Todavía, a los de mi generación, nos tocó vivir los últimos años de aquella época en que no se tiraba nada. Incluso si se compraba algo nuevo, cualquier aparato -un molinillo de café, una plancha, ¡una radio!...-, no se deshacía nadie del viejo, por si acaso. Lo mismo sucedía con las herramientas y utensilios, y por supuesto con la ropa.
Eso daba lugar a que se guardara todo, principalmente en el desván, donde se amontonaban infinidad de cachivaches y trastos inútiles.
Y a que se coleccionaran, en las despensas o en el cuarto oscuro que había en todas las casas, tarros de cristal, papel de envolver, cuerdas, trozos de alambre, cajas de zapatos..., de todo.
Como si se tuviera miedo de que la vida empezase a ir para atrás en vez de hacerlo para adelante, como si en lugar de progresar se fuese a retroceder, como si, escondido detrás del futuro brillante que se presentía y deseaba, acechara, presto a volver, el pasado de miseria y privaciones del que aún todos se acordaban.
Por si eso pasa, se pensaba, mejor estar preparados, pues todo lo que ahora damos por usado, inútil y viejo quién sabe si algún día, si las cosas se ponen mal y reculamos, nos volverá a hacer falta.

El gran escritor que es Adam Zagajewski (Lvov, actual Ucrania, 1945) anota esta misma actitud y disposición de ánimo al evocar su infancia, transcurrida en los malhadados años de la posguerra europea en Gliwice, ciudad polaca a la que sus padres fueron repatriados al término de la contienda.

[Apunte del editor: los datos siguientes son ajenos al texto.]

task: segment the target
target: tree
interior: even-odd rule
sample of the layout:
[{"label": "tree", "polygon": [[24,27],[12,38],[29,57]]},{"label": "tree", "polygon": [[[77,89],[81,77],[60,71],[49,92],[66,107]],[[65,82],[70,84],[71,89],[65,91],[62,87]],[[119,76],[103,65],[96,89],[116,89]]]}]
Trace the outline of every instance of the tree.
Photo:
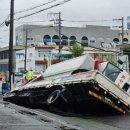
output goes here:
[{"label": "tree", "polygon": [[78,57],[82,55],[84,48],[78,43],[74,43],[72,47],[70,47],[70,52],[72,53],[72,57]]}]

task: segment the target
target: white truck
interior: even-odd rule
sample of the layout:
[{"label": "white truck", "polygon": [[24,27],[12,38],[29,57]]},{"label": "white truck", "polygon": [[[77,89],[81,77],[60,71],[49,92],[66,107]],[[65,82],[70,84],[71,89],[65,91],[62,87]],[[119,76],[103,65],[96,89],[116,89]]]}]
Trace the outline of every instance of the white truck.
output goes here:
[{"label": "white truck", "polygon": [[125,114],[130,109],[130,77],[110,62],[100,64],[84,55],[50,66],[43,77],[13,89],[4,100],[87,113]]}]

Lo hace en una preciosa obra, En la belleza ajena, que es a la vez novela, libro de memorias y diario de impresiones y lecturas, y está escrita como en voz baja y con oficio de poeta en una prosa excepcional. 

miércoles, 18 de noviembre de 2015

Alter ego

Quizá ya no tenga uno edad para hablar de esas cosas, del futuro sobre todo, pero sí por lo menos humor para fantasear un poco con ellas, con lo que queríamos ser y adonde soñábamos, y soñamos todavía acaso, con llegar.
Se hablaba un poco de esto en uno de los relatos de mi libro Años de guardar, el titulado Alter ego, del que reproduzco el fragmento que sigue:

De niño quería ser tocador de campanas: ¡vivir en un pueblo grande que tuviera muchas torres, a ser posible con veleta, y subir cada hora a una a repicarlas y llenar el aire de golondrinas asustadas, y los días de fiesta voltearlas y que brincara su sonido por las hondonadas de los valles y los picos de las montañas!
Quise luego ser pastor de ríos, y apacentar las aguas con una vara de salguera escuchando su canción corriente abajo hasta dejarlas recogidas en el redil azul del mar.
De joven me hubiera gustado estudiar para jurisconsulto y librepensador. [...]
Soñaba en la edad adulta más laboriosa con ser un oficinista melancólico que viviera en un país lluvioso y se pasara las horas sentado a una mesa llena de papeles cerca de una ventana viendo discurrir las nubes grises por el cielo y a la gente afanosa por la calle, o campesino ocioso en una aldea entregado por el día a revivir las labores propias de cada estación –sembrar memoria, dorar tiempos, vendimiar palabras, carpintear aperos-, y por la noche a ponerles
nombre a las estrellas.
De mayor quiero ser vendedor de sueños, y comprar con las monedas que gane una casa con jardín pastoreada por todos los vientos y vivir en ella pobremente en la sola amistosa compañía del silencio. 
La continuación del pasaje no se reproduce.